The majority lived in mud brick buildings and palm houses ("Areesh"), while only richer families could afford to build themselves summer houses from stones. Very few have survived, like the two old summer houses in Shimal, which still give an important insight into the traditions of the past.

One of Ras Al Khaimah's most impressive natural features is "Wadi Bih", a dramatic, steep valley in the mountains, washed out during millions of years by flooding winter rains. During this process, a huge gravel- fan, up to 20 km wide, was created at the outlet of the wadi.  At the edge of this fan a fertile green belt of palm gardens developed due to the richness of the water soaked ground. This area, called Shimal, has long been covered with date palms and served as an important source of food and water since ancient times.

Originally standing inside lush palm gardens, and only a few meters apart, the two old summer houses in Shimal were built from wadi stones and mortar.
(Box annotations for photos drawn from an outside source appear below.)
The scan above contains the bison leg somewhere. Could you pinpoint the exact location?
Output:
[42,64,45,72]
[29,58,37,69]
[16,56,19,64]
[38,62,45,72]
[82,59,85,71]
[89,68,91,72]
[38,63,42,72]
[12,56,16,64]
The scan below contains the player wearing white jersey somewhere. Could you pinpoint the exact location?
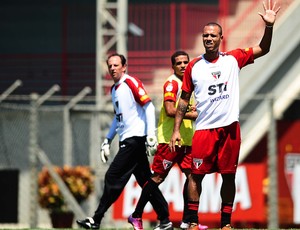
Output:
[170,0,280,230]
[76,54,169,229]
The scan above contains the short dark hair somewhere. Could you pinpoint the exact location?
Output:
[205,22,223,35]
[106,53,126,66]
[171,50,190,65]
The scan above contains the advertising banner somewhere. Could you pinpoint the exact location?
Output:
[113,163,266,222]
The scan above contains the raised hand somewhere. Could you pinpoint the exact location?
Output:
[258,0,280,26]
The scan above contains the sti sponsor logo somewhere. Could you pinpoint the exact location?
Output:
[208,82,229,103]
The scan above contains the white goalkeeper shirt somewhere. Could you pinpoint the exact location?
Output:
[182,48,254,130]
[107,74,155,141]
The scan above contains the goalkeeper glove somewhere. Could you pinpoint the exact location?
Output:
[145,135,157,156]
[100,138,111,163]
Both have windows and wind-catchers ("Barjeel"), a sophisticated system of open niches, which lead cool air from the shady palm garden into the room to aid ventilation. While the windows of both houses are mainly built into the northern walls, the wind-catchers can be found on the south side. Their special design keeps the sun out of the interior rooms.

Both buildings show different layouts from the same basic idea.  House 1, which is the bigger and more elaborate one, has a rectangular ground plan. The entrance area is enhanced by steps and the door is specially designed with saw tooth frames and a beautiful central rosette over other cut-out patterns. Each summer house has a bathroom ("Hamam") connected to a drainage system. House 1 has its hamam included in the building itself and placed in the east.

House 2 is smaller, with its hamam added separately to the back of the house in the south-east.  While the entrance area is also accessible over several steps, there is no decoration around the door.  The plain outside of house 2 is, unlike house 1, contrasted by its interior design. There are many niches for display and storage purposes in the walls, covering all sides of the interior.